In interviews at Virginia polling stations on Tuesday, some voters said Trump's most contentious policies were on their minds, including his efforts to deport immigrants who entered the US illegally and to impose costly tariffs on imports of foreign goods, the legality of which is being weighed by the US. Supreme Court this week.
Juan Benitez, a self-described independent, was voting for the first time. The 25-year-old restaurant manager backed all of Virginia's Democratic candidates because of his opposition to Trump's immigration policies and the federal government shutdown, for which he blamed Trump.
In California, voters were deciding whether to give Democratic lawmakers the power to redraw the state's congressional map, expanding a national battle over redistricting that could determine which party controls the US House of Representatives after next year's midterm elections.
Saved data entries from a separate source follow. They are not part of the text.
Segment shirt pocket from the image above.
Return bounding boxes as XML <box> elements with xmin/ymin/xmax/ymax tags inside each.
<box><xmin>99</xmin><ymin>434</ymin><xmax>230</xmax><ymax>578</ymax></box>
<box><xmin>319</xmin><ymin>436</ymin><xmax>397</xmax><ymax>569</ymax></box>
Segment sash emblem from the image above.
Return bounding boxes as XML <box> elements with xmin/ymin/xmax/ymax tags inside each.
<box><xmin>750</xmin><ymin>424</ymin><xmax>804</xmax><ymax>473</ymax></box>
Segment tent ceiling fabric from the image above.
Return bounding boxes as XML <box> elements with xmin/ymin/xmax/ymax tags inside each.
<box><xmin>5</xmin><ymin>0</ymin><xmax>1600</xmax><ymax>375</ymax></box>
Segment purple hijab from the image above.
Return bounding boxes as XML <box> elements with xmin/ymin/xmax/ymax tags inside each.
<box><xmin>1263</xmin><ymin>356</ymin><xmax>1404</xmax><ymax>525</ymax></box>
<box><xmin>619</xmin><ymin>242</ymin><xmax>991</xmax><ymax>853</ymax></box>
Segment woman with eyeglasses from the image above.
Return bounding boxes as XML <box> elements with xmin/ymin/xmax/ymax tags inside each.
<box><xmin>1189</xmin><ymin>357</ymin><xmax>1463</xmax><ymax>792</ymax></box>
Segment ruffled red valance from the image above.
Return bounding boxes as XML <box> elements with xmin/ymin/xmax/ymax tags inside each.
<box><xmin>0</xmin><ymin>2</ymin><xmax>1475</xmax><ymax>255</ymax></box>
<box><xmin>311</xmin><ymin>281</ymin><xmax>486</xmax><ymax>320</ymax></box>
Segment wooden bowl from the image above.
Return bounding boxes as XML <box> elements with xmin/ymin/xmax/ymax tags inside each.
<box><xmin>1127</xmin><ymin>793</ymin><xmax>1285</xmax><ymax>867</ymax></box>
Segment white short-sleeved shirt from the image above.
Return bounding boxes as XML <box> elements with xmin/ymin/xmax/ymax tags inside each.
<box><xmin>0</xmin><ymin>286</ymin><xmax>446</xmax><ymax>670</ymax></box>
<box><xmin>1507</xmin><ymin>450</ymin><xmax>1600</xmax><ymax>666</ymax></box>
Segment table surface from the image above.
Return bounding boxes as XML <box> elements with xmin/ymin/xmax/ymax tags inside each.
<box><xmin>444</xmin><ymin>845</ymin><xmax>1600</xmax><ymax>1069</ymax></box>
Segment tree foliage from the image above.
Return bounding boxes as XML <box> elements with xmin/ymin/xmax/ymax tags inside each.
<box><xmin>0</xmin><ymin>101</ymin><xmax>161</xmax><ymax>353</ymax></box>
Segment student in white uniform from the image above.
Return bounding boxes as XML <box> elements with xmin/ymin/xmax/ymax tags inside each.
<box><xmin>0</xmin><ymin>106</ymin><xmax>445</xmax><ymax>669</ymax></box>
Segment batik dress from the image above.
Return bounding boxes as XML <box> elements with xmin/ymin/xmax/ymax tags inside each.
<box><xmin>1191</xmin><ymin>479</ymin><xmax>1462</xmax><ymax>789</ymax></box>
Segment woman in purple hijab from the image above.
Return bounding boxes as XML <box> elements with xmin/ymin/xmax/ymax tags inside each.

Trump on social media called the vote a scam, suggesting the vote was rigged without providing evidence.
Turnout appeared high across the board.
In New York City, more than 2 million ballots, including early voting, were cast, according to the board of elections, the most in a mayoral race since 1969. Early vote totals in Virginia and New Jersey also outpaced the previous elections in 2021.
In New York, Mamdani has proposed ambitious left-wing policies, including freezing rents for nearly a million apartments and making the city's buses free.
While Tuesday's results will offer some insight into the mood of American voters, the midterm elections are a year away, an eternity in politics.
"There's nothing that's going to happen in Virginia or New Jersey that's going to tell us much about what will happen in a congressional district in Missouri or a Senate race in Maine," said Douglas Heye, a Republican strategist.
For Republicans, Tuesday's elections were a test of whether the voters who powered Trump's victory in 2024 will still show up when he is not on the ballot.
But Ciattarelli and Earle-Sears, each running in Democratic-leaning states, faced a conundrum: criticising Trump risked losing his supporters, but embracing him too closely could have alienated moderate and independent voters who disapprove of his policies.
Trump remains unpopular: 57% of Americans disapprove of his job performance, a Reuters/Ipsos poll showed. But Democrats are not gaining support as a result, with respondents evenly split on whether they would favour Democrats or Republicans in 2026.